An agnostic wrapper for the most common frameworks of ML models.
Project description
Clearbox AI Wrapper
Clearbox AI Wrapper is a Python library to package and save a Machine Learning model built with common ML/DL frameworks. It is designed to wrap models trained on strutured data. It includes optional pre-processing and data cleaning functions which can be used to build ready-to-production pipelines.
Main Features
The wrapper is largely based on mlflow and its standard format. It adds the possibility to package, together with the fitted model, pre-processing and data cleaning functions in order to create a production-ready pipeline able to receive new data, pre-process them and makes predictions. The resulting wrapped model/pipeline is saved as a zipped folder.
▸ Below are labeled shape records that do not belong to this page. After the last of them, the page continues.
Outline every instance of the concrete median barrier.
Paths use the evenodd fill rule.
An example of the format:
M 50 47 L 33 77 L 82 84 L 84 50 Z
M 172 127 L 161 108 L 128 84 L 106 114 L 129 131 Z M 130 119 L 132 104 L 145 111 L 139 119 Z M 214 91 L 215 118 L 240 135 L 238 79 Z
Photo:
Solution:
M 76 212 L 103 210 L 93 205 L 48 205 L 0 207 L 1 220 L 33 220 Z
The library is designed to automatically detect the model framework and its version adding this information to the requirements saved into the final folder. Additional dependencies (e.g. libraries used in pre-processing or data cleaning) can also be added as a list parameter if necessary.
The resulting wrapped folder can be loaded via the Wrapper and the model will be ready to take input through the predict
methods. The optional pre-processing and data cleaning functions, if present, can be loaded as separate functions as well.
IMPORTANT: The predict
method of the wrapped model outputs class probabilities by default (if the corresponding method is present in the original model). If a predict_proba
method is not present in the wrapped model (e.g. regression problems or models that output probabilities by default), the wrapper will use the predict
method instead.
Pre-processing
Typically, data are pre-processed before being fed into the model. It is almost always necessary to transform (e.g. scaling, binarizing,...) raw data values into a representation that is more suitable for the downstream model. Most kinds of ML models take only numeric data as input, so we must at least encode the non-numeric data, if any.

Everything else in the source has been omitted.